Chart.ts charts render as SVG - which means they work in React Server Components. No "use client" directive needed for static charts:

// app/dashboard/page.tsx - this is a Server Component
import { BarChart } from "@chartts/react"
import { getMetrics } from "@/lib/data"
 
export default async function Dashboard() {
  const metrics = await getMetrics()
 
  return <BarChart data={metrics} x="month" y="sales" />
}

The chart renders on the server and ships as static HTML. Zero client-side JavaScript for the chart itself.

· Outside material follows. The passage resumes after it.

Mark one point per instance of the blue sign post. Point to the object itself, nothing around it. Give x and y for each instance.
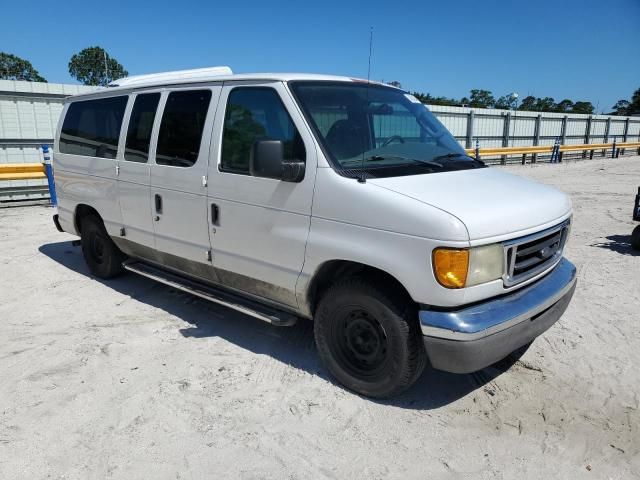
(48, 170)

For interactive features (tooltips, zoom, click handlers), add "use client" to the component:

"use client"
 
import { LineChart } from "@chartts/react"
 
export function InteractiveChart({ data }) {
  return (
    <LineChart
      data={data}
      x="date"
      y="value"
      onPointClick={(point) => console.log(point)}
      tooltip
      zoom
    />
  )
}

Hooks

@chartts/react exports hooks for advanced use cases:

import { useChart, useChartData } from "@chartts/react"
 
function CustomChart() {
  const { ref, dimensions } = useChart()
  const { scales, series } = useChartData(data, { x: "time", y: "value" })
 
  return (
    <svg ref={ref} width={dimensions.width} height={dimensions.height}>
      {/* Build custom visualizations with computed scales */}
    </svg>
  )
}

Refs and imperative API

Access the chart instance for programmatic control:

import { useRef } from "react"
import { LineChart, type ChartRef } from "@chartts/react"
 
function ControlledChart() {
  const chartRef = useRef<ChartRef>(null)
 
  return (
    <>
      <button onClick={() => chartRef.current?.resetZoom()}>
        Reset Zoom
      </button>
      <LineChart ref={chartRef} data={data} x="time" y="value" zoom />
    </>
  )
}

Next.js App Router

Chart.ts works seamlessly with Next.js App Router. Static charts render on the server. Interactive charts use Client Components. The library is tree-shakeable, so you only ship the chart types you use.

// Only imports LineChart - BarChart, PieChart, etc. are tree-shaken
import { LineChart } from "@chartts/react"

That's it. Chart.ts is designed to feel like a native React primitive - not a third-party library bolted onto your app.